From the tool's definition Tool name contains 'search' and description states 'Search for messages across all Teams channels and chats' with no mention of modification, deletion, or execution.
Attacks that exploit this kind of access
Search for messages across all Teams channels and chats using Microsoft Search. It is categorised as a Read tool in the Microsoft Teams MCP Server, which means it retrieves data without modifying state.
Register the Microsoft Teams MCP server in PolicyLayer and add a rule for teams_search_messages: allow, deny, rate-limit, or require approval. Point your MCP client at the PolicyLayer proxy URL and the rule is enforced on every call, before it reaches Microsoft Teams. Nothing to install.

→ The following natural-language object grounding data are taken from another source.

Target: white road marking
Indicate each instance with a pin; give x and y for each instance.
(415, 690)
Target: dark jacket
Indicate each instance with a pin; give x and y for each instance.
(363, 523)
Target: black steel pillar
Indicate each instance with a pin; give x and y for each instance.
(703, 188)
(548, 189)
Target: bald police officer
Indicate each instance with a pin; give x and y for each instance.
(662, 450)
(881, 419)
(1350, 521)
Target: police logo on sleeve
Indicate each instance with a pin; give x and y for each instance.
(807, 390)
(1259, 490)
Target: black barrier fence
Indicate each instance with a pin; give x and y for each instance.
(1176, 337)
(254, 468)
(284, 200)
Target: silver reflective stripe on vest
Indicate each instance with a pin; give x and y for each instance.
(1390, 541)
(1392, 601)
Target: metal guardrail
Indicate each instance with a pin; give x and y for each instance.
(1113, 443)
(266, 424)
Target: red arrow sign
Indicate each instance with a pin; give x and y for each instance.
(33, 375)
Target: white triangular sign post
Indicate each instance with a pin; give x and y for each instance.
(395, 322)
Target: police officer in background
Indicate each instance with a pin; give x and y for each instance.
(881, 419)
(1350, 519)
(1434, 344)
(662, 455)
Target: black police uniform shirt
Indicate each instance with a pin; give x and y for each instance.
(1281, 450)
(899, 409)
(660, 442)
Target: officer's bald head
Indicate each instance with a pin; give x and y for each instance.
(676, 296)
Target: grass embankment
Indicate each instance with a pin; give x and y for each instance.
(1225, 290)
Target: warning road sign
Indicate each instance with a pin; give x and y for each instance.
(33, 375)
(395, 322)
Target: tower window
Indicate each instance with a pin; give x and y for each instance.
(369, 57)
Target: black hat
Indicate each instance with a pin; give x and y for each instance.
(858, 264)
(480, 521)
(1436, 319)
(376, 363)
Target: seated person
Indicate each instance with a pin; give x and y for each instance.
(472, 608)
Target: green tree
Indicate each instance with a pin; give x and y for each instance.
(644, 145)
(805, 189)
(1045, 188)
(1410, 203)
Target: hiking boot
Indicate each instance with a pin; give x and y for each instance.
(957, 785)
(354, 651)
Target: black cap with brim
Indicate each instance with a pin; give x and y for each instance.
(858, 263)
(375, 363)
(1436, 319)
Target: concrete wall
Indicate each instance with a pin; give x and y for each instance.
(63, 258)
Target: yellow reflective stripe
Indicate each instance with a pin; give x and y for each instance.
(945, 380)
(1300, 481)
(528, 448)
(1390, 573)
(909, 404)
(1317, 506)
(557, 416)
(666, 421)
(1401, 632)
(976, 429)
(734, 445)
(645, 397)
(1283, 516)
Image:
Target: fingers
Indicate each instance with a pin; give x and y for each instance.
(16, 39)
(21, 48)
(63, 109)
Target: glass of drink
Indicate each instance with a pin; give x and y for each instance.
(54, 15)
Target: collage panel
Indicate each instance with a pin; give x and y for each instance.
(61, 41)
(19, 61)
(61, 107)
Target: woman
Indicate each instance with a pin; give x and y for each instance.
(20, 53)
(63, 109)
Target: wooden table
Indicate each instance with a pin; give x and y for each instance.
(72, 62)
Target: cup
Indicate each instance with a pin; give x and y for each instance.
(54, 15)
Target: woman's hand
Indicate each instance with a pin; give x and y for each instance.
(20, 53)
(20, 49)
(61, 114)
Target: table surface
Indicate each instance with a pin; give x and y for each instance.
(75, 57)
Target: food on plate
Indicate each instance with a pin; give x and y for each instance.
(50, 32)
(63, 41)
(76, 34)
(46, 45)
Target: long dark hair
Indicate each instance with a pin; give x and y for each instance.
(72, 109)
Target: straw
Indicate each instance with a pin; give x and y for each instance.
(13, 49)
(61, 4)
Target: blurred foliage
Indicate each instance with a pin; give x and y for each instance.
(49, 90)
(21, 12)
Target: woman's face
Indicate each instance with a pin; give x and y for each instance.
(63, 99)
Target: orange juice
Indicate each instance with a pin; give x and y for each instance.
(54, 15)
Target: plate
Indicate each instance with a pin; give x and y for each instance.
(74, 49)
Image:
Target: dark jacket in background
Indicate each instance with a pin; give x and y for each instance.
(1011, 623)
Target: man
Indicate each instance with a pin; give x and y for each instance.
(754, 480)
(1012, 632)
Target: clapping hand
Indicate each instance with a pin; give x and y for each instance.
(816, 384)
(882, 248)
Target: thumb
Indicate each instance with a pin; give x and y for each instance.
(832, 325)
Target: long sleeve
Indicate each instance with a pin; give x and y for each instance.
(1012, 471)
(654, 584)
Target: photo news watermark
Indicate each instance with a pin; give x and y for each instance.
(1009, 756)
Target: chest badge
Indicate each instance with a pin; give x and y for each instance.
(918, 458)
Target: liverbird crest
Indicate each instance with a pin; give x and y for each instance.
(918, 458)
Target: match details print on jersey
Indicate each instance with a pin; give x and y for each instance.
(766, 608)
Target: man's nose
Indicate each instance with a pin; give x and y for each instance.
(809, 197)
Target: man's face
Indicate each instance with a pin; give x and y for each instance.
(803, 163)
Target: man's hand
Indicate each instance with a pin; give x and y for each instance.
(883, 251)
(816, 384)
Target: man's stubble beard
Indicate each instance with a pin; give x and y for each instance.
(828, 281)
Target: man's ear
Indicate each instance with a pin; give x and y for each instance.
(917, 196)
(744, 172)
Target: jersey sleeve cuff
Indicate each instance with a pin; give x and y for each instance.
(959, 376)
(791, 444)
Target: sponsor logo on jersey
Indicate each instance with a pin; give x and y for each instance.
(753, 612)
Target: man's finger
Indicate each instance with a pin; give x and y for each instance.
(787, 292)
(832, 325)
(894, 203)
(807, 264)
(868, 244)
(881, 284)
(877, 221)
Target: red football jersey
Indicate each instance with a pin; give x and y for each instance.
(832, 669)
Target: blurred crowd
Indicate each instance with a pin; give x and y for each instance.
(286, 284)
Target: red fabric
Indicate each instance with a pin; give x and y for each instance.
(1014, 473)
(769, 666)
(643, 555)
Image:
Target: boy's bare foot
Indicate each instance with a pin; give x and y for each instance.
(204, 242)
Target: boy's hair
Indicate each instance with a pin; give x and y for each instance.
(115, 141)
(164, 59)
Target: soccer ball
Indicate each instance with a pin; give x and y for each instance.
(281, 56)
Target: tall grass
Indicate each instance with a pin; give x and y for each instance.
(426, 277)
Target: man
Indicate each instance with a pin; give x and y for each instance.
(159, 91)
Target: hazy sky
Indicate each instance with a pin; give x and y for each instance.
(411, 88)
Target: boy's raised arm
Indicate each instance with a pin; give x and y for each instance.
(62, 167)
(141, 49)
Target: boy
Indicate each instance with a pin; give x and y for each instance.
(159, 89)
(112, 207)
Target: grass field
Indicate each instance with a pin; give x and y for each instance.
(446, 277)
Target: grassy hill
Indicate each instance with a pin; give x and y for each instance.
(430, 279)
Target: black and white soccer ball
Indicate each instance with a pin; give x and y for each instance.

teams_search_messages is a Read tool with low risk. Read-only tools are generally safe to allow by default.
Yes. Add a rate_limit block to the teams_search_messages rule in your PolicyLayer policy. For example, setting max: 10 and window: 60 limits the tool to 10 calls per minute. Rate limits are tracked per agent session and reset automatically.
Set action: deny in the PolicyLayer policy for teams_search_messages. The AI agent will receive a policy violation error and cannot call the tool. You can also include a reason field to explain why the tool is blocked.
teams_search_messages is provided by the Microsoft Teams MCP server (microsoft-teams-mcp-server). PolicyLayer sits as a proxy in front of this server to enforce policies before tool calls reach the server.
Every MCP server has a record like this.
Type a name, get the same breakdown: verified identity, auth posture, risk grade, capabilities, recommended policy.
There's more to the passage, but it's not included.